Worked with documentary films for more than 20 years at the Danish Film Board, as press officer, festival representative and film consultant/commissioner. Co-founder of Balticum Film and TV Festival, Filmkontakt Nord, Documentary of the EU and EDN (European Documentary Network).
Awards: 2004 the Danish Roos Prize for his contribution to the Danish and European documentary culture. 2006 an award for promoting Portuguese documentaries. 2014 he received the EDN Award “for an outstanding contribution to the development of the European documentary culture”. 2016 The Cross of the Knight of the Order for Merits to Lithuania. 2019 a Big Stamp at the 15th edition of ZagrebDox. 2021 receipt of the highest state decoration, Order of the Three Stars, Fourth Class, for the significant contribution to the development and promotion of Latvian documentary cinema outside Latvia. In 2022 he received an honorary award at DocsBarcelona’s 25th edition having served as organizer and programmer since the start of the festival.

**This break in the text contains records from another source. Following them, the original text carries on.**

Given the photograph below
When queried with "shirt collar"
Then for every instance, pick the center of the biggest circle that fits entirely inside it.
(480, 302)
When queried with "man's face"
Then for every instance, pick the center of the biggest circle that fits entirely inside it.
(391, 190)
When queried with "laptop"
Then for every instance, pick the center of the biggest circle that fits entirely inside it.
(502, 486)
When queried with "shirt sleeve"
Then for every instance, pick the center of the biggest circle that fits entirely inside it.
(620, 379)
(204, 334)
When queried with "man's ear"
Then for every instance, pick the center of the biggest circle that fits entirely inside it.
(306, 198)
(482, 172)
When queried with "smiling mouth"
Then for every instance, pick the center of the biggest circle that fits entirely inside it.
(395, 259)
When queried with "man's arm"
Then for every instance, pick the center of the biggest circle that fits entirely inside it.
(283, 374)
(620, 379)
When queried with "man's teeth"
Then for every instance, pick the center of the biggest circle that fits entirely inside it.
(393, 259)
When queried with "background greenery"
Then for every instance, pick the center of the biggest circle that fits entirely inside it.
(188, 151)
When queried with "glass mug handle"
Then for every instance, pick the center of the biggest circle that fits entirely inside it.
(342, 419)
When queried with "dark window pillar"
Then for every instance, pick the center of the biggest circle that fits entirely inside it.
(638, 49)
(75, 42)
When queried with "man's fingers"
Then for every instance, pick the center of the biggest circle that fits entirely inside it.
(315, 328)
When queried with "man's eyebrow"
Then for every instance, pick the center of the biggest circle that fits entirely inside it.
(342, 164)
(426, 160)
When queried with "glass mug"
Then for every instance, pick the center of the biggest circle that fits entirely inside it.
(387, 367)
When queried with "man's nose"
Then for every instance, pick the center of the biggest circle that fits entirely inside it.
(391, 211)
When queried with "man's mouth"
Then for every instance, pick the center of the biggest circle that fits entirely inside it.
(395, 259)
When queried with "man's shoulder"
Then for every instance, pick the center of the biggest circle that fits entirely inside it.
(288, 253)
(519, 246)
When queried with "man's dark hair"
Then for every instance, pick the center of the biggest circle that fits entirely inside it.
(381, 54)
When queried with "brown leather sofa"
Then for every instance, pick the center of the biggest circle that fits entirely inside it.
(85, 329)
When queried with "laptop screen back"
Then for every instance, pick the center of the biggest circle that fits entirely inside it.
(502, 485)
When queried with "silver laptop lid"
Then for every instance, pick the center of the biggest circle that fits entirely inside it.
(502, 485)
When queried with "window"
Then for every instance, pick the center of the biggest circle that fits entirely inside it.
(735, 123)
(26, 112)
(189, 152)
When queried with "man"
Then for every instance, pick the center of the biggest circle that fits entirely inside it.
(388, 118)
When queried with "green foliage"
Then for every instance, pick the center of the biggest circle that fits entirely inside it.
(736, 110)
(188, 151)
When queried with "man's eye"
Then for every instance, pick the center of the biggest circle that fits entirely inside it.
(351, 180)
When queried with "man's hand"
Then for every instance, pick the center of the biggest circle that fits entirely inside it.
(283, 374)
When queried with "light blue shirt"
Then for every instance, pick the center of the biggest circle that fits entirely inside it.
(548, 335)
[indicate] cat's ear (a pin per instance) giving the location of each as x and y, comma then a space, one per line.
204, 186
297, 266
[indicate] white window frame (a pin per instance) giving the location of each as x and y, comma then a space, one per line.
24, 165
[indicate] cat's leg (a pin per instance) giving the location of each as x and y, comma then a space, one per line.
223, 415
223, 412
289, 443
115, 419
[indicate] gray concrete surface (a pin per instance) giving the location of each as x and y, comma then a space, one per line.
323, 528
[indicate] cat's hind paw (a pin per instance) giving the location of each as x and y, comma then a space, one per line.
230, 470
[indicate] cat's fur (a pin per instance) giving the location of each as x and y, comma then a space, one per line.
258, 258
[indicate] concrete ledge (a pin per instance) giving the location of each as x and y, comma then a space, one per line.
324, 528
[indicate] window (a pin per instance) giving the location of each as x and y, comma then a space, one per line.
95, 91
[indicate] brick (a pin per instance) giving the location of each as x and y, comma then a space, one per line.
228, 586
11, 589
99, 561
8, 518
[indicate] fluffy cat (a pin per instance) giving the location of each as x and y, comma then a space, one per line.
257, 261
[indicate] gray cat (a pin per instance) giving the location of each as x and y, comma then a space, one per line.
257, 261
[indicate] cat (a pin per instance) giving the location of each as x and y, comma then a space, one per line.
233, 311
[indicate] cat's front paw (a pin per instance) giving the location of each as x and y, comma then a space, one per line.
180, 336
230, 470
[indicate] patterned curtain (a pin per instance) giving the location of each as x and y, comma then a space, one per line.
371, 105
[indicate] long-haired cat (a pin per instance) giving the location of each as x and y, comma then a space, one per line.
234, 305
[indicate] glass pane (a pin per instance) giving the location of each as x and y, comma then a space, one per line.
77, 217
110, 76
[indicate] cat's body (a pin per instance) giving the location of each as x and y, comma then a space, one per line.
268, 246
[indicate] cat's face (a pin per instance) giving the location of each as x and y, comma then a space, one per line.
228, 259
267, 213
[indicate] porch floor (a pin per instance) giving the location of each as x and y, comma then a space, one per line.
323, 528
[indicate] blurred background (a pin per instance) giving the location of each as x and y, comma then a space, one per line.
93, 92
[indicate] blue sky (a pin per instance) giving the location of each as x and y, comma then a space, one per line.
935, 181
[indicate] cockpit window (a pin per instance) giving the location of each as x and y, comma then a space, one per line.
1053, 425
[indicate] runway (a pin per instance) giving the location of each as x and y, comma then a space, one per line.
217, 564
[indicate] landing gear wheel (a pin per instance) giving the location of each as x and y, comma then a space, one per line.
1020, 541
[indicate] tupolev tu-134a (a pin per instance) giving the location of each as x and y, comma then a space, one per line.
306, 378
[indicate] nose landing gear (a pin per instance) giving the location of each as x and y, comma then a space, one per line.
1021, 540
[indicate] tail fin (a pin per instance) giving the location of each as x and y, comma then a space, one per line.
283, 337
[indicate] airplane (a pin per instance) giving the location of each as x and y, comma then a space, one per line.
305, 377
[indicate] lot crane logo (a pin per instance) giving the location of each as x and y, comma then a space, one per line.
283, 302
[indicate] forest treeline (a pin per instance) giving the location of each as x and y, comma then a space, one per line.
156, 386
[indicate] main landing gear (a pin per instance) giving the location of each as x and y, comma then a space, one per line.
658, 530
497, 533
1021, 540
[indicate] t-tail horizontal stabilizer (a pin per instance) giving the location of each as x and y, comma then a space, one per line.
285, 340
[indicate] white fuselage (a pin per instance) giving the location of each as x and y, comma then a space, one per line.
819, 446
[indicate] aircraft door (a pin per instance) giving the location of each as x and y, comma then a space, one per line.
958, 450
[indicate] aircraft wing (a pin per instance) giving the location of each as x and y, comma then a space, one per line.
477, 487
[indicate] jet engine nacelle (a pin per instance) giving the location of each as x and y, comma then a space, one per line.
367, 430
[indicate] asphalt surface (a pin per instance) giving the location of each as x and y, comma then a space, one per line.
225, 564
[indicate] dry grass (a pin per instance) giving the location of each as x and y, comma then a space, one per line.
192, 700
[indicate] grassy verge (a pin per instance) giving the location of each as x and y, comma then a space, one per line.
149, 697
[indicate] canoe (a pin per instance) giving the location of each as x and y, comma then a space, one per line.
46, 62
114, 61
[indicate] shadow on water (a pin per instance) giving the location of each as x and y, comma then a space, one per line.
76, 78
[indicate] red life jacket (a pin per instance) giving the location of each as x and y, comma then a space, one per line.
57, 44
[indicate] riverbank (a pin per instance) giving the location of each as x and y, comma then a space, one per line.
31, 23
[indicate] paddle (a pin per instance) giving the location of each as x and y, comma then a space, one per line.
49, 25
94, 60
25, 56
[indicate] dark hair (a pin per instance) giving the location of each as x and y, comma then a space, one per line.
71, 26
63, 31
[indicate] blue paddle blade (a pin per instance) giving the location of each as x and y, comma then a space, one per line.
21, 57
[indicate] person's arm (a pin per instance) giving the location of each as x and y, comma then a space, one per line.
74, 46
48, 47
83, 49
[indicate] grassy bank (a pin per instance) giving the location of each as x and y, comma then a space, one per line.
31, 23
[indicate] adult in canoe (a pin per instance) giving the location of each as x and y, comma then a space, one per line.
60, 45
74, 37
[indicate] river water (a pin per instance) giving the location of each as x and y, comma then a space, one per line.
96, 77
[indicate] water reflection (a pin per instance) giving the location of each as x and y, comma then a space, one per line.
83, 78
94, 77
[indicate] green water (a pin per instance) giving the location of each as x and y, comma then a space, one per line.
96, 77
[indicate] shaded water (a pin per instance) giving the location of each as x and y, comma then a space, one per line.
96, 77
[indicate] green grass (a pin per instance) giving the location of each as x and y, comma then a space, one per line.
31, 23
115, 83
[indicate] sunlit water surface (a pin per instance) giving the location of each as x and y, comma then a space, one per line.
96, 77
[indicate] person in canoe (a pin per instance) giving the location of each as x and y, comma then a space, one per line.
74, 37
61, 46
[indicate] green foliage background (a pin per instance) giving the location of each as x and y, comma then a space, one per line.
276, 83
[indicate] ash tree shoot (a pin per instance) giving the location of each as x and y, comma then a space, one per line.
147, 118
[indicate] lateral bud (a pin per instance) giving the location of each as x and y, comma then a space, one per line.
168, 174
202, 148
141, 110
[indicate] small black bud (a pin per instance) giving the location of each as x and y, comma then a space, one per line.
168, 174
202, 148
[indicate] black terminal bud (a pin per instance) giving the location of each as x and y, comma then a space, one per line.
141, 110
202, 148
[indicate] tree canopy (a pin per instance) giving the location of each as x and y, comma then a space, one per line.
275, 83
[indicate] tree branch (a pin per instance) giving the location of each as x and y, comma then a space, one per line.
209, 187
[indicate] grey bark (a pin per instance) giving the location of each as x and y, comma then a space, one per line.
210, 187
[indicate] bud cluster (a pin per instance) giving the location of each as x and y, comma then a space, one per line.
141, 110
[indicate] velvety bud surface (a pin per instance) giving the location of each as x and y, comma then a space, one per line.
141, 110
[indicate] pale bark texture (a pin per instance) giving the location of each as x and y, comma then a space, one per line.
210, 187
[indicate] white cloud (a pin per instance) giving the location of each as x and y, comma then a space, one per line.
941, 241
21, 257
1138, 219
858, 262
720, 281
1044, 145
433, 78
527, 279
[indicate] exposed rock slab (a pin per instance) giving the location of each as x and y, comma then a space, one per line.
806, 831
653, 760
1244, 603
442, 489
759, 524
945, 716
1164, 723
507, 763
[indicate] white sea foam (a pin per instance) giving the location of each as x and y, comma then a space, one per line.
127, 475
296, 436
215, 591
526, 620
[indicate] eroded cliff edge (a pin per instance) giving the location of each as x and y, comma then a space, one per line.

From 1996 until 2005 he was the first director of EDN (European Documentary Network). From 2006 a freelance consultant and teacher in workshops like Ex Oriente, DocsBarcelona, Archidoc, Documentary Campus, Storydoc, Baltic Sea Forum, Black Sea DocStories, Caucadoc, CinéDOC Tbilisi, Docudays Kiev, Dealing With the Past Sarajevo FF as well as programme consultant for the festivals Magnificent7 in Belgrade, DOCSBarcelona, Verzio Budapest, Message2Man in St. Petersburg and DOKLeipzig. Teaches at the Zelig Documentary School in Bolzano Italy.